ADAR1 Regulation of Innate RNA Sensing in Immune Disease

Abstract

Detection of nucleic acids and production of type I interferons (IFNs) are principal elements of antiviral defense, but can cause autoimmune disease if dysregulated. Loss of function mutations in the human ADAR gene cause Aicardi-Goutières Syndrome (AGS), a rare and severe autoimmune disease that resembles congenitally acquired viral infection. Our lab and others defined ADAR1 as an essential negative regulator of an RNA-sensing pathway.
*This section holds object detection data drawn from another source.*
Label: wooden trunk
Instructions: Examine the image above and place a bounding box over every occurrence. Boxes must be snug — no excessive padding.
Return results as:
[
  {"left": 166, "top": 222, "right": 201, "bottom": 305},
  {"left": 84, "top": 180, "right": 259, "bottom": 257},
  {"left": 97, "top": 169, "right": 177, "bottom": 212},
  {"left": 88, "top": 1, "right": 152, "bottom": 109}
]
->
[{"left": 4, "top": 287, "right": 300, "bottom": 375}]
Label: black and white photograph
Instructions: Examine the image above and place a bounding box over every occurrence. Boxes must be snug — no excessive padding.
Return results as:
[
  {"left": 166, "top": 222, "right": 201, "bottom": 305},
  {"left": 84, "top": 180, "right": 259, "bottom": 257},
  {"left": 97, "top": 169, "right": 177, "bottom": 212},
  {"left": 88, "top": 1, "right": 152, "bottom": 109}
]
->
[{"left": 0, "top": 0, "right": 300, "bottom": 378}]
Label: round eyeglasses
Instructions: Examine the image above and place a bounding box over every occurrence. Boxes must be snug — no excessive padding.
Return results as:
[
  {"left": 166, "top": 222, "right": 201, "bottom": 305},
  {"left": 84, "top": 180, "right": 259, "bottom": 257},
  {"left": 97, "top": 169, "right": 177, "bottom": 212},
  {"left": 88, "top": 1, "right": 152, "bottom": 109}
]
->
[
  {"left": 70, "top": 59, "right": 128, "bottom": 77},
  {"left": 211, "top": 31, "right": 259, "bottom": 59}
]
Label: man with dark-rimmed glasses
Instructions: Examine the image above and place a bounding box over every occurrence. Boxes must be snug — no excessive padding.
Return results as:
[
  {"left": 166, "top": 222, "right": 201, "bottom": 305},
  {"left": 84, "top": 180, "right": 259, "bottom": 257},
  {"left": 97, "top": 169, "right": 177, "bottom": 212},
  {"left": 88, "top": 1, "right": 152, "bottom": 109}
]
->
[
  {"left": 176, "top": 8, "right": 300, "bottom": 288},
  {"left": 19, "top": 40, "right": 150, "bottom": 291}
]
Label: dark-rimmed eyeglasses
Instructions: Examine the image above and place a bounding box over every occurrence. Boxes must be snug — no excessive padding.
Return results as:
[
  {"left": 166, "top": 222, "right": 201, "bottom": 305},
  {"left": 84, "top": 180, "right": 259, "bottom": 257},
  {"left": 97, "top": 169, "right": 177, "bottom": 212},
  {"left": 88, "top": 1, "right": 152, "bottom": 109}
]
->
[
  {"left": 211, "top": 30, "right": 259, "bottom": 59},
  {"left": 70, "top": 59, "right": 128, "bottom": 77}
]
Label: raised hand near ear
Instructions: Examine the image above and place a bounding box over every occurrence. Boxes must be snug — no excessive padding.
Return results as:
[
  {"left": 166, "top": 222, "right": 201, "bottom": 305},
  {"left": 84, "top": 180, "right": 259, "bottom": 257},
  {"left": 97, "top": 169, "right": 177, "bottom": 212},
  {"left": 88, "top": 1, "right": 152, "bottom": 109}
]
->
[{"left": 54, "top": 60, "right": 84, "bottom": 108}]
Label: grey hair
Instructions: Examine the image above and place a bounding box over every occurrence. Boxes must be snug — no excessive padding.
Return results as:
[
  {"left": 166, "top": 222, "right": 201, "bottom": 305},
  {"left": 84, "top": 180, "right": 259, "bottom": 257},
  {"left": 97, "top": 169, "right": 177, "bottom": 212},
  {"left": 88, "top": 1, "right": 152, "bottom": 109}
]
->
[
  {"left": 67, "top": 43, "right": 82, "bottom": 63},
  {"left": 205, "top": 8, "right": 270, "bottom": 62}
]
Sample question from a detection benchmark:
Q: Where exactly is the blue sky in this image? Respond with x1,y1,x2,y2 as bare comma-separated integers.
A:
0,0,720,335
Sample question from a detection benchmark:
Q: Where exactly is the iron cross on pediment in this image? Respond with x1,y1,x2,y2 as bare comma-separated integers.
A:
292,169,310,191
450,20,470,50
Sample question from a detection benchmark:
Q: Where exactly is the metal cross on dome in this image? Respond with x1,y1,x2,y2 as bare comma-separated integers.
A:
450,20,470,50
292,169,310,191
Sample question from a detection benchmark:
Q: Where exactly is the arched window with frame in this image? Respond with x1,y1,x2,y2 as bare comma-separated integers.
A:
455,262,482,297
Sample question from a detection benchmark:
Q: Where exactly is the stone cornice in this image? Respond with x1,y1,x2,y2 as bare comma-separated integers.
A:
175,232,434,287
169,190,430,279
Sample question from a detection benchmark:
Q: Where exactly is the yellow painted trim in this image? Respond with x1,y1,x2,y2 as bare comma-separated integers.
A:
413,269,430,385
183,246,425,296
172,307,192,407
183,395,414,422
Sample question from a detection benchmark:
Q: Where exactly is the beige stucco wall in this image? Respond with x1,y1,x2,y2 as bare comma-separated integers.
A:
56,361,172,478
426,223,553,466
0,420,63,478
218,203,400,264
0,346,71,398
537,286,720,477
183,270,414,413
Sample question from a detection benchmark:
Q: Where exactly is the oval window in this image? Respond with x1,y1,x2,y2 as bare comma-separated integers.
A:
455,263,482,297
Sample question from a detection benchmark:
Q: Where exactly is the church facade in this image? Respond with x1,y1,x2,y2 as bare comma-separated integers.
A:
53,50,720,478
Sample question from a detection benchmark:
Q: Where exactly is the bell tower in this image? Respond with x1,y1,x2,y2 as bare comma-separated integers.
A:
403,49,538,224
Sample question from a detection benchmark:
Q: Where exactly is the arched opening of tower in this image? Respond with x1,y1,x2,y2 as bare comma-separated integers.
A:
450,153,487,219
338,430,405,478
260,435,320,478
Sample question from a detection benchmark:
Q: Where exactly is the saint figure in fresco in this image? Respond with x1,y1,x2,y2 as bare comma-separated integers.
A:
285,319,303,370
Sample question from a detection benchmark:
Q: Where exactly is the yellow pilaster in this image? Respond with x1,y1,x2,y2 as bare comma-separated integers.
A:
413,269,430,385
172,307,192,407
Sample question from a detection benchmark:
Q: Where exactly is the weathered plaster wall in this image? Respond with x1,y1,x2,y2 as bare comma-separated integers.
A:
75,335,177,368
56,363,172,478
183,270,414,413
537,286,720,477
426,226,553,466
Specifically, accumulation of endogenous ADAR1 RNA substrates within cells triggers type I IFN production through the anti-viral MDA5/MAVS pathway, highlighting the connection between innate antiviral responses and autoimmunity, with important implications for the treatment of AGS and related diseases. However, the mechanisms of MDA5-dependent disease pathogenesis in vivo remain unknown. Here, we introduce a knockin mouse that models the most common ADAR AGS mutation in humans. In defining this model we confirm that the unique z-alpha domain of ADAR1 is required, along with the deaminase domain, for MDA5 regulation. We establish that it is haploinsufficiency paired with an otherwise non-deleterious allele that drives disease, and may explain the dominance of this allele amongst the broader population. We used this new Adar-mutant mouse model to confirm several putative effectors of disease that results from ADAR1 loss of function. These mice develop lethal disease that requires MDA5, the RIG-I-like receptor LGP2, type I interferons, and the eIF2α kinase PKR. We additionally show that a small molecule inhibitor of the integrated stress response (ISR) that acts downstream of eIF2α phosphorylation prevents immunopathology, and rescues the mice from mortality. We also determined that haploinsufficiency is essential to the progression of disease, and demonstrate increased MDA5 signaling in p150 and Adar1 heterozygous mice. We describe a new set of mice that will allow in vitro and in vivo interrogation of the RNAs that activate MDA5 in the absence of sufficient ADAR1 editing. Our findings place PKR and the ISR as central components of immunopathology in vivo and identify new therapeutic targets for treatment of human diseases associated with the ADAR1-MDA5 axis, and shed light on how decreased ADAR1 activity may be leveraged for cancer treatments.